State may ask Hebron's Beit Ezra families to leave

Documents suggest two Jewish families living in four rooms in Hebron’s Beit Ezra building might be forced to leave.

Beit HaShalom in Hebron 390 (photo credit: Ariel Jerozolimski)
Beit HaShalom in Hebron 390
(photo credit: Ariel Jerozolimski)
Two Jewish families living in four rooms in Hebron’s Beit Ezra building might be forced to leave, according to documents the state is expected to turn into the High Court of Justice on Monday.
The state, however, is also expected to clarify that Hebron’s Jewish community can use the property for public purposes, according to an Israeli official and Public Diplomacy and Diaspora Affairs Minister Yuli Edelstein.
The Ministerial Committee on Settlement Affairs was initially scheduled to discuss the matter on Sunday, in advance of the state’s submission to the court. However, the meeting was canceled.

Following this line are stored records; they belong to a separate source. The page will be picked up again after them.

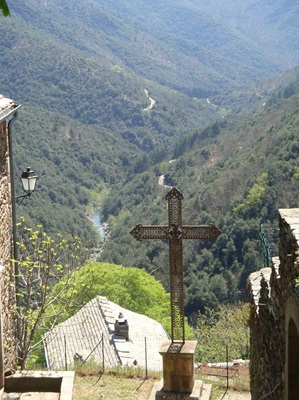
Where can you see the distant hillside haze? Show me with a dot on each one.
(176, 44)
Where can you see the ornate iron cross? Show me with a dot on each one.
(175, 232)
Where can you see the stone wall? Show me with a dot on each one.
(7, 295)
(274, 319)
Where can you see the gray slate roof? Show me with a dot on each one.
(6, 107)
(90, 334)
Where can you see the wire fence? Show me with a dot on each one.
(63, 353)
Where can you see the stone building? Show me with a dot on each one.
(8, 111)
(275, 318)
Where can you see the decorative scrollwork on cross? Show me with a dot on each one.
(175, 232)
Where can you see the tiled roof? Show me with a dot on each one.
(6, 105)
(90, 334)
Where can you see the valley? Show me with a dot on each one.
(110, 94)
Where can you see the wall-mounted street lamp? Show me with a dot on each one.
(28, 179)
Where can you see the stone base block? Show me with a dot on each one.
(200, 391)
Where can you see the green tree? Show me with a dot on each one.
(228, 326)
(43, 262)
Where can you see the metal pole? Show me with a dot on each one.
(65, 356)
(226, 367)
(103, 353)
(14, 274)
(145, 350)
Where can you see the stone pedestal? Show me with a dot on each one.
(178, 374)
(178, 366)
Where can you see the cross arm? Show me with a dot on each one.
(201, 232)
(142, 232)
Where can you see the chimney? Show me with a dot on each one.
(121, 326)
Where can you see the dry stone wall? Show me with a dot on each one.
(7, 295)
(274, 302)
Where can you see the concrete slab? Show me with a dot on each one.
(201, 391)
(39, 385)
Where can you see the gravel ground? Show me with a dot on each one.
(232, 395)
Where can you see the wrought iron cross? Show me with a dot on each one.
(175, 232)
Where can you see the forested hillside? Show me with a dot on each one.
(236, 174)
(121, 101)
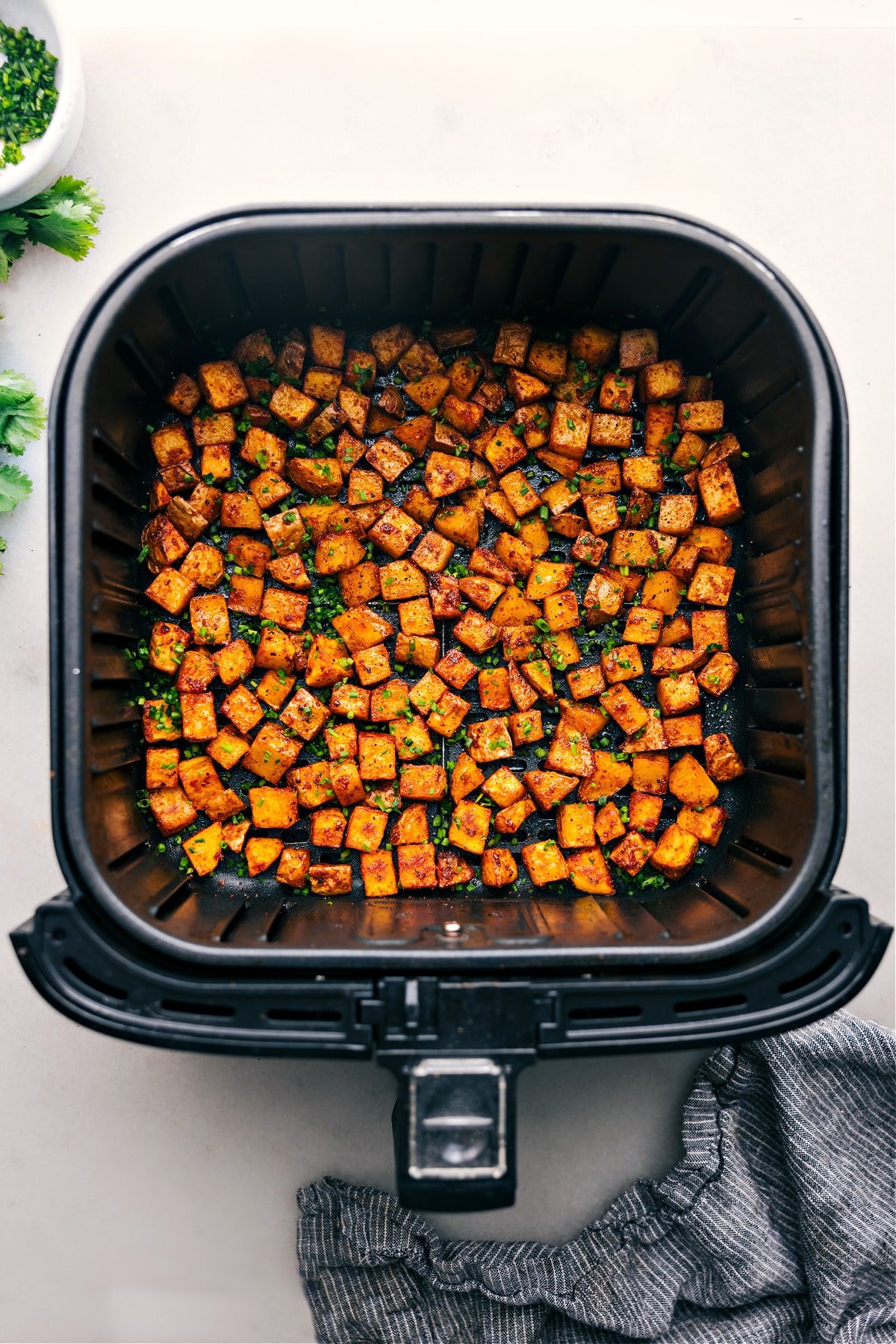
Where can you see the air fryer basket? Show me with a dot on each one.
(715, 304)
(455, 992)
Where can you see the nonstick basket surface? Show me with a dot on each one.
(716, 307)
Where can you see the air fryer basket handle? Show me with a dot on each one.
(454, 1128)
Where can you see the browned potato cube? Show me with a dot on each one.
(242, 709)
(423, 783)
(723, 762)
(494, 688)
(711, 584)
(378, 874)
(273, 808)
(526, 727)
(544, 862)
(293, 867)
(675, 853)
(499, 868)
(331, 880)
(198, 715)
(575, 826)
(633, 853)
(691, 784)
(650, 772)
(702, 417)
(376, 756)
(469, 828)
(638, 349)
(548, 788)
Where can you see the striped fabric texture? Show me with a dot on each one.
(777, 1226)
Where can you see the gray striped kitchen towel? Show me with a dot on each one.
(777, 1226)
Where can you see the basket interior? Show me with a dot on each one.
(188, 302)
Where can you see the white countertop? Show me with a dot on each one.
(149, 1195)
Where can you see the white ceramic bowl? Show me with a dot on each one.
(46, 159)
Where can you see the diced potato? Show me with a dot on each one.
(702, 417)
(675, 853)
(610, 430)
(711, 584)
(329, 880)
(544, 862)
(489, 741)
(608, 777)
(469, 828)
(575, 826)
(526, 727)
(417, 867)
(293, 867)
(588, 873)
(198, 722)
(723, 762)
(378, 874)
(273, 808)
(423, 783)
(548, 788)
(691, 784)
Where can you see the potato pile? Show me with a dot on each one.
(426, 598)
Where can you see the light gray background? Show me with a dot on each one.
(149, 1195)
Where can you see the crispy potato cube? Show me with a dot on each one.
(608, 777)
(548, 788)
(329, 880)
(467, 777)
(633, 853)
(575, 826)
(423, 783)
(588, 873)
(205, 848)
(395, 532)
(691, 784)
(469, 828)
(621, 663)
(544, 862)
(376, 756)
(504, 788)
(272, 754)
(675, 853)
(719, 494)
(711, 584)
(293, 867)
(489, 741)
(296, 409)
(240, 510)
(702, 417)
(171, 591)
(494, 688)
(526, 727)
(509, 820)
(198, 715)
(609, 824)
(499, 868)
(570, 750)
(388, 702)
(273, 808)
(161, 766)
(378, 874)
(650, 773)
(679, 694)
(196, 671)
(417, 866)
(610, 430)
(723, 762)
(638, 349)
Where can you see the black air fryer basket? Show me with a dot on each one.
(455, 992)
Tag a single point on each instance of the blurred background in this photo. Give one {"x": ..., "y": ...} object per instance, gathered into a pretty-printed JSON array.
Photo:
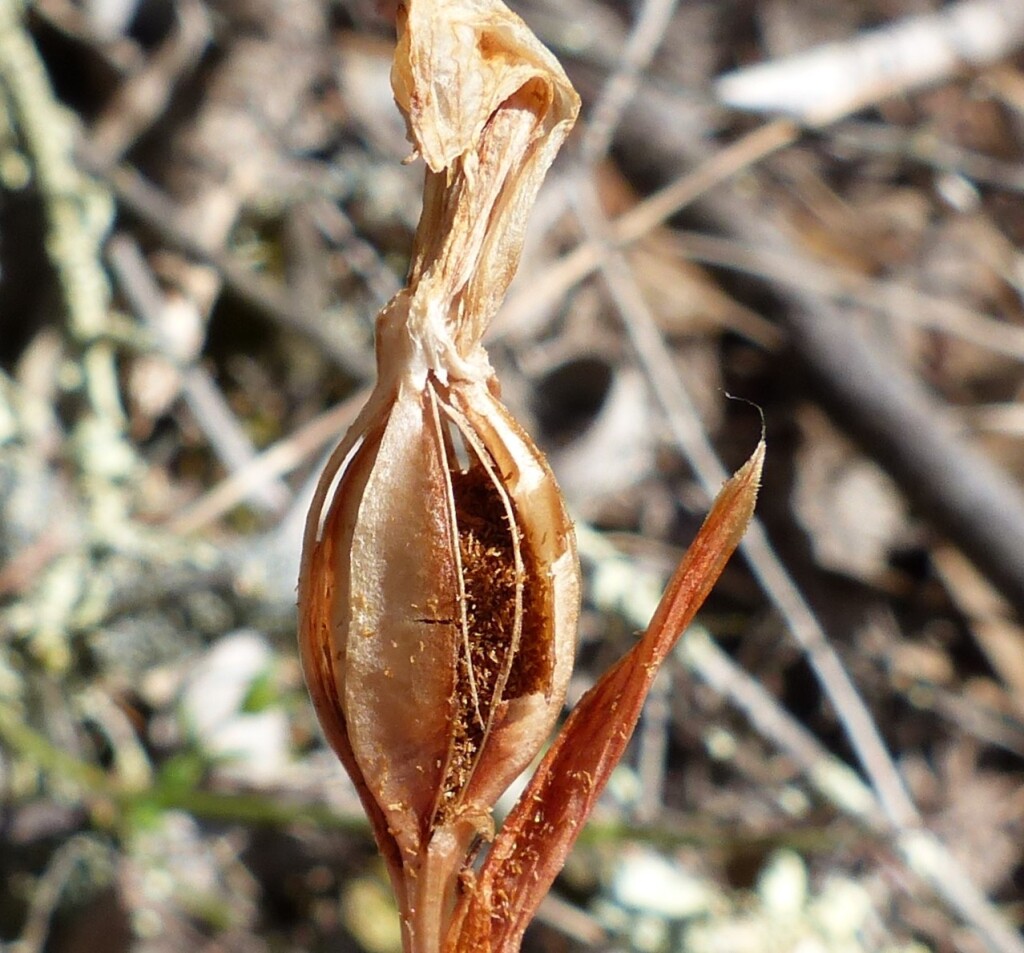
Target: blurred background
[{"x": 813, "y": 208}]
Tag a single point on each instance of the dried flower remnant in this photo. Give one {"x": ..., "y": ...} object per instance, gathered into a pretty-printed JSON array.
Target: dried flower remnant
[{"x": 439, "y": 587}]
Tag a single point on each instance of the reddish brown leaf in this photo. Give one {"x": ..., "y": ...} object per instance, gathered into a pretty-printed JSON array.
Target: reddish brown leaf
[{"x": 540, "y": 832}]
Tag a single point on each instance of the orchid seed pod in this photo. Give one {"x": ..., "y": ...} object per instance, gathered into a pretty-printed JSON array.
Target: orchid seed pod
[{"x": 439, "y": 588}]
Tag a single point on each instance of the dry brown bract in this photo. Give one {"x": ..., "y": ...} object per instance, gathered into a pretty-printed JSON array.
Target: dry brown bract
[{"x": 440, "y": 587}]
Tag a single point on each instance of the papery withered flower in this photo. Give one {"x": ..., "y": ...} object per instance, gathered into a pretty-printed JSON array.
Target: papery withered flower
[{"x": 439, "y": 588}]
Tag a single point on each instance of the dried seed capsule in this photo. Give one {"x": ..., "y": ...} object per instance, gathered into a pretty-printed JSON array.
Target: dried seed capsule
[
  {"x": 439, "y": 588},
  {"x": 438, "y": 608}
]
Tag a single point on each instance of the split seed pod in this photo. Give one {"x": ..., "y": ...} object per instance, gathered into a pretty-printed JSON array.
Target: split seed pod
[{"x": 439, "y": 588}]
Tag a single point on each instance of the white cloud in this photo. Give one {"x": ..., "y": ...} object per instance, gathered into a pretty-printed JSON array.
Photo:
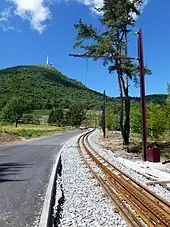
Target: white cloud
[
  {"x": 5, "y": 15},
  {"x": 37, "y": 12}
]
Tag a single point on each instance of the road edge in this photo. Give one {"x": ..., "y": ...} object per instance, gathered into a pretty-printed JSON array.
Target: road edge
[{"x": 46, "y": 213}]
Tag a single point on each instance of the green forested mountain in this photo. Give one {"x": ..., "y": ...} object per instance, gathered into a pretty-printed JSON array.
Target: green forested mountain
[{"x": 45, "y": 87}]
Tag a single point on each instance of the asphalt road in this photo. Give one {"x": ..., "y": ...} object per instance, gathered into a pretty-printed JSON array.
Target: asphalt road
[{"x": 25, "y": 169}]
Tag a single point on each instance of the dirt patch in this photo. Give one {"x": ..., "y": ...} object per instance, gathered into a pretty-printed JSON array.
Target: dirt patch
[{"x": 6, "y": 138}]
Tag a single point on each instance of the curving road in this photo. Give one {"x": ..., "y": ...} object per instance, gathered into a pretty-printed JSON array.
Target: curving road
[{"x": 25, "y": 169}]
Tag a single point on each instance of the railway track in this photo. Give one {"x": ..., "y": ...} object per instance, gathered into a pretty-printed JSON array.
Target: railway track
[{"x": 136, "y": 204}]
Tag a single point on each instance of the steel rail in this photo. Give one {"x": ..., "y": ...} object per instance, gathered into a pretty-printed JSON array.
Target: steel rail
[{"x": 153, "y": 210}]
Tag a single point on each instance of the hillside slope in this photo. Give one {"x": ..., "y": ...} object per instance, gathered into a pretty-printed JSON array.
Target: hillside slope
[{"x": 45, "y": 87}]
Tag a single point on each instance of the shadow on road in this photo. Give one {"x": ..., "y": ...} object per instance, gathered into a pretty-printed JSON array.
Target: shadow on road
[{"x": 9, "y": 171}]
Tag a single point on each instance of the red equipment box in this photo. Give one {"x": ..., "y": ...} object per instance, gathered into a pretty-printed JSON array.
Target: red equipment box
[{"x": 153, "y": 154}]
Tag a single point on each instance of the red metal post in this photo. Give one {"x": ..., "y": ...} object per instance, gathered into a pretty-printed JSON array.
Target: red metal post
[
  {"x": 104, "y": 115},
  {"x": 142, "y": 91}
]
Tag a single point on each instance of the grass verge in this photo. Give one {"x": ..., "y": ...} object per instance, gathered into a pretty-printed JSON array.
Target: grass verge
[{"x": 28, "y": 131}]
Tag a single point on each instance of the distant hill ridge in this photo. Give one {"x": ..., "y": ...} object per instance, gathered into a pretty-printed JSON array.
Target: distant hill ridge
[
  {"x": 48, "y": 88},
  {"x": 45, "y": 86}
]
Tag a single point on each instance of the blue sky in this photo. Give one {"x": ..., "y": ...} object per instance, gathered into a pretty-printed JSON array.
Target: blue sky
[{"x": 30, "y": 29}]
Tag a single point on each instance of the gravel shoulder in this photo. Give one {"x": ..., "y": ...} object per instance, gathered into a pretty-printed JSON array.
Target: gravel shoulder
[
  {"x": 80, "y": 200},
  {"x": 142, "y": 172}
]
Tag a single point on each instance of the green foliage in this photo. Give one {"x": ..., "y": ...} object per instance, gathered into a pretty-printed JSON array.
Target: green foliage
[
  {"x": 14, "y": 110},
  {"x": 76, "y": 115},
  {"x": 112, "y": 120},
  {"x": 135, "y": 116},
  {"x": 56, "y": 117},
  {"x": 156, "y": 121},
  {"x": 112, "y": 46},
  {"x": 30, "y": 119},
  {"x": 45, "y": 88}
]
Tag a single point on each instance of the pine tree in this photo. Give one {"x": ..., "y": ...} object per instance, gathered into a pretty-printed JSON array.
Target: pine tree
[{"x": 117, "y": 21}]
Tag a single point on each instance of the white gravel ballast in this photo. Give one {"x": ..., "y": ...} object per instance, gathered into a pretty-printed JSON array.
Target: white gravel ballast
[
  {"x": 82, "y": 202},
  {"x": 139, "y": 172}
]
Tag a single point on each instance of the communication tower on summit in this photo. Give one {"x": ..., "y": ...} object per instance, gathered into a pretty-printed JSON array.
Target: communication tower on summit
[{"x": 47, "y": 60}]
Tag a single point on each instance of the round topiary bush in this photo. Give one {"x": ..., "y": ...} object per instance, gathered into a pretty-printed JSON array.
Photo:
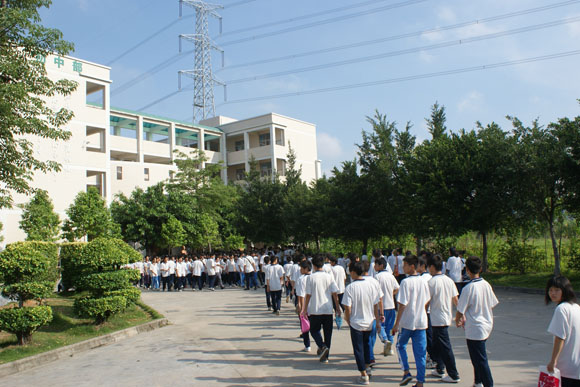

In the past, committee members have endorsed an earlier decision by a military appeals court to allow the families to rent the rooms from the Custodian of Abandoned Properties.
A Hebron Jewish family initially owned the building, which abuts the Avraham Avinu apartment complex, but was forced to leave it in 1947.
The structure then passed into the hands of the state custodian of abandoned properties, first under Jordan and then under Israel.
Until 2001, two Palestinians rented the four rooms from the custodian and used them as market stalls. At that time, the IDF forced the Palestinians to abandon the shops for security reasons.
In 2010, Peace Now petitioned the High Court of Justice on behalf of the Palestinian shopkeepers.
According to Edelstein, the state will now ask the families to leave, but will maintain the idea that the property should remain in Jewish hands.
Hebron Jewish community spokeswoman Orit Struck said she feared that the state simply planned to evacuate the two families.
She recalled that in 2006, the state similarly struck a deal with the settlers living in the evacuated market stalls.
Those stalls also abutted the Avraham Avinu complex.
The families left the stalls after the state promised that the community could use them for communal purposes.
It then reneged on its word, Struck said, so there is no reason to trust that it would honor its pledge now.